Choose your words carefully

February 9, 2016


Ilya Klishin

Daesh or ISIS? In Russia, that’s not a choice for you to make. The Kremlin now believes that it’s not just laws it can abolish and introduce, but words as well.

isis-daesh
ISIS (aka Daesh)

A few years ago, before the wars in Ukraine and Syria, a proverbial phrase was doing the rounds among middle-class Muscovites –“bike paths in concentration camps.” This referred to attempts on the part of the Moscow authorities to construct “Putinism with a human face,” with bars à la Manhattan, art spaces à la Kreuzberg, plus bike paths and mobile apps for direct contact with the city administration. That the use of the phrase “concentration camp” was clearly excessive back then has become apparent only now, with the introduction of what seems like hundreds of prohibitive laws and an ever-increasing moral degradation.

Furthermore, the dilemma that dominated that era – is it possible to support the regime if it’s doing something positive? – now appears rather naive. Now we are facing another ethical challenge that’s a sight more difficult. Some time ago, immediately after November’s terrorist attacks in Paris, and even before Russia started bombing the hell out of anything that moved in Syria, independent journalists in Russia (yours truly, among their number) suggested that henceforth, we should refer to ISIS using the term “Daesh,” which some of our Western colleagues had already started doing.

Daesh

We’re all familiar with the arguments in favour: Daesh is the Arabic acronym of the same name ISIS, but also makes it possible to avoid associating the terrorists with Islam or statehood; moreover, it sounds like a word they find offensive, so much so that you risk having your tongue cut off if you utter it in eastern Syria or northern Iraq. It was French politicians who first starting using it – over a year ago now, in September 2014 – with the governments of Australia and the UK following suit.

But the BBC, for one, has publicly expressed its opposition to this word. The main argument against its use has been well articulated by FT editor Roula Khalaf (http://blogs.ft.com/the-world/2015/12/why-the-ft-uses-the-term-isis/): people have already become accustomed to one particular word, and that word is ISIS, so why change it? Furthermore, would this obsessive attention to semantics not imply that the terrorists have reached such a level of evil that we’re afraid to call them by name, like Lord Voldemort in Harry Potter?

It could be that the debate won’t die down even after the complete destruction of ISIS/Daesh

In short, there’s no single solution to this issue. Some are for, some against, and that’s fine. It could be that the debate won’t die down even after the complete destruction of ISIS/Daesh, with historians taking over from politicians. But that’s a potential scenario in the West; here’s what’s happened in Russia in the meantime.

And in Russia …

Late last year, the popular conservative commentator (and senior Kremlin media official) Dmitry Kiselev “suggested” live on air that ISIS be referred to as “Daesh” – at the request, he said, of Islamic clergy. The word “suggested” is in quotation marks because, as it transpired, all state media in Russia were instructed the very next day to switch to the new term. All state agencies, newspapers, magazines, radio stations and websites (as well as their formally independent, but pro-Kremlin, counterparts) stood to attention, said “Siryessir!” – and promptly did as they were told. Some, it’s true, softened the transition by writing “ISIS (‘Daesh’ in Arabic),” but that’s unlikely to be the case for long.

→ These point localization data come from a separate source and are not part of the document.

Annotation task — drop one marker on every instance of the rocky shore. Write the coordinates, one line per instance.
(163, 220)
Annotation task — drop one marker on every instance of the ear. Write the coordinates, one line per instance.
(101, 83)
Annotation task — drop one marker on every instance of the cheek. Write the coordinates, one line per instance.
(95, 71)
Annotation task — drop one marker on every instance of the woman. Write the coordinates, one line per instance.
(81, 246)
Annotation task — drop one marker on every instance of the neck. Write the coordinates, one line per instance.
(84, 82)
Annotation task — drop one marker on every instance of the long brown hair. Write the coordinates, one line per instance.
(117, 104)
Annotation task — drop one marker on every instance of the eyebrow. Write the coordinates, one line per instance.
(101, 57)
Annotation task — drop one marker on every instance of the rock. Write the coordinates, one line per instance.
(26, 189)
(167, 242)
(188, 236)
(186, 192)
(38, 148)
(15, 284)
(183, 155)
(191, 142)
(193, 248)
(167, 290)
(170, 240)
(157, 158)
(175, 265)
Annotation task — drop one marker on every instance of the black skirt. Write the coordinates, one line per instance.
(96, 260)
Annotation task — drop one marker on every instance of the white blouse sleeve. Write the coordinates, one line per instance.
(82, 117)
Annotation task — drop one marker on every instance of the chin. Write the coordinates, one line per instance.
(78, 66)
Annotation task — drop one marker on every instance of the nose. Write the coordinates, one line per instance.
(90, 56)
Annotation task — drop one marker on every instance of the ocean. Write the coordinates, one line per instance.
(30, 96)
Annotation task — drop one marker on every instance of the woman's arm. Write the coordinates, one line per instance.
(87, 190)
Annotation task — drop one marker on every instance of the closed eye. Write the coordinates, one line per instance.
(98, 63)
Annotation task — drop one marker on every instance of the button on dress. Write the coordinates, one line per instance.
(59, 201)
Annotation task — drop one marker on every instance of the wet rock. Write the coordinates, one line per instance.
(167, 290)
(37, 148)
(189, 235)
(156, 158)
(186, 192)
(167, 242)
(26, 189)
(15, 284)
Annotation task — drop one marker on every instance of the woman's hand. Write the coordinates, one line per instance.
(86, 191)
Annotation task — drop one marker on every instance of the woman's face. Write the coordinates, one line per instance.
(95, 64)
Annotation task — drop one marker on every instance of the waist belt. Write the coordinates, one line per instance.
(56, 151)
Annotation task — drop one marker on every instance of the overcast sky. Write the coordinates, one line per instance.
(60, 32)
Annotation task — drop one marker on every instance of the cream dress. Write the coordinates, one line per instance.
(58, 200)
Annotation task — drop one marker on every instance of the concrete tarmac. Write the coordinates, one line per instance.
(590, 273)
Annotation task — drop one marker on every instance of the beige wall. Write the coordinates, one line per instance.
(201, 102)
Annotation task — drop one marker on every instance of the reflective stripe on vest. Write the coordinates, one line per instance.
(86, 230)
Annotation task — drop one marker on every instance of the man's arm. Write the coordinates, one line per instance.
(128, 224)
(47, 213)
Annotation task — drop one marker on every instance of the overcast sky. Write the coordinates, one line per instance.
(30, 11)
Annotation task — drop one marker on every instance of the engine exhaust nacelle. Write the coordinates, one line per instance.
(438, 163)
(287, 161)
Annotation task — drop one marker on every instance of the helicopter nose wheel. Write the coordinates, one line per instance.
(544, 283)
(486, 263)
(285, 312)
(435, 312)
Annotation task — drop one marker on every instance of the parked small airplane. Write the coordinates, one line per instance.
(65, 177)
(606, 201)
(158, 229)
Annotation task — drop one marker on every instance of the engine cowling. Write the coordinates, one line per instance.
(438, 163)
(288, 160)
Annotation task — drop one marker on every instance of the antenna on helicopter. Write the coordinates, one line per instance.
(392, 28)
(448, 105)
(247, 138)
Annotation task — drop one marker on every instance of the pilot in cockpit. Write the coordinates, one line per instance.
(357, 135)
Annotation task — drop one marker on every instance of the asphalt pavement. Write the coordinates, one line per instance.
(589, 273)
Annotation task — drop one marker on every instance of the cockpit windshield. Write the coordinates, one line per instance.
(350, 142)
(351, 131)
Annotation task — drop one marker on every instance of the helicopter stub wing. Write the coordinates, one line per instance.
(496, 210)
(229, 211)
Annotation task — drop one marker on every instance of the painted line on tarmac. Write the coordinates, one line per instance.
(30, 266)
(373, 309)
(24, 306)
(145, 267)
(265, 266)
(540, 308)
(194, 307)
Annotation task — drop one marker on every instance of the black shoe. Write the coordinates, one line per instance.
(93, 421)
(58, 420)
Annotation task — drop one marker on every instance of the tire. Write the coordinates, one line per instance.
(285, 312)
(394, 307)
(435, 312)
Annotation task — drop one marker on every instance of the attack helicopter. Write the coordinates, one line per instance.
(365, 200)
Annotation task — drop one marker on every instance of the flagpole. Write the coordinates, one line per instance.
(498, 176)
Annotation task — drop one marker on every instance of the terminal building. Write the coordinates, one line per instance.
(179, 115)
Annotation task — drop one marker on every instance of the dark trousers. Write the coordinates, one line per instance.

The word has literally burst into the Russian language. According to Google Trends, if in November the ISIS/Daesh ratio was 100:1, it had plummeted to 3:1 by the very next month, with “Daesh” set to overtake “ISIS” early this year. Independent media outlets have mostly continued using the words “IS” or “ISIS,” but, according to the Levada Centre, their total audience comprises no more than 10 percent of the population. Which isn’t enough to keep the new word in check.

Besides, “keeping it in check” isn’t even strictly necessary. The idea of using ​​the word “Daesh” may be controversial, but there’s nothing “infernal” about it. If the switchover had been proposed by someone other than a Kremlin agitator, many so-called “liberal” media outlets may have made the same decision themselves. Now, though, this is unlikely. Despite having proposed switching to “Daesh” a few weeks prior to Kiselev’s “suggestion,” I’ve continued using “ISIS” in both professional and personal contexts. Such is my existential tragedy.

The problem isn’t even that a reasonable-enough idea was communicated and rigidly enforced via a military-style order (though there’s nothing good about that either); the problem is that the Kremlin believes it can control not only the news, but the Russian language itself. A belief which, it must be said, is not entirely unfounded.

“Myself and Others” on Soviet TV
“Myself and Others” on Soviet TV

Language control

The campaign in eastern Ukraine enjoyed such extensive support in Russia – and this, I think, hasn’t been fully communicated to people in the West – because the mythology of the Second World War, sacrosanct for Soviet and post-Soviet generations alike, had been reanimated through linguistic means. Ukrainian soldiers were branded “fascists” and “punitive expeditioners” – and not merely in journalistic columns but also by newscasters on the country’s main TV channels. Meanwhile, the militants who opposed them were loftily dubbed “militiamen” – a word that harks back not only to the Second World War-era guerrillas who fought against Hitler, but also to the war with Napoleon, and even to the Polish-Russian war of 400 years ago. Independent media correctly called them “separatists,” but everything suggests that they were vanquished in this linguistic battle.

The Kremlin now believes that it’s not just laws it can abolish and introduce, but words as well

The Kremlin has started getting a taste for this kind of thing, and now believes that it’s not just laws it can abolish and introduce, but words as well. The “Daesh” affair is just one example. But I have an even better idea for them. There was a popular documentary back in the USSR called Myself and Others, which explored the malleability of human perception under societal pressure. For example, at the request of the experiment organiser, a group of young Soviets referred to two little pyramids – one black and one white – as white. Upon which a majority not involved in the experiment promptly followed suit.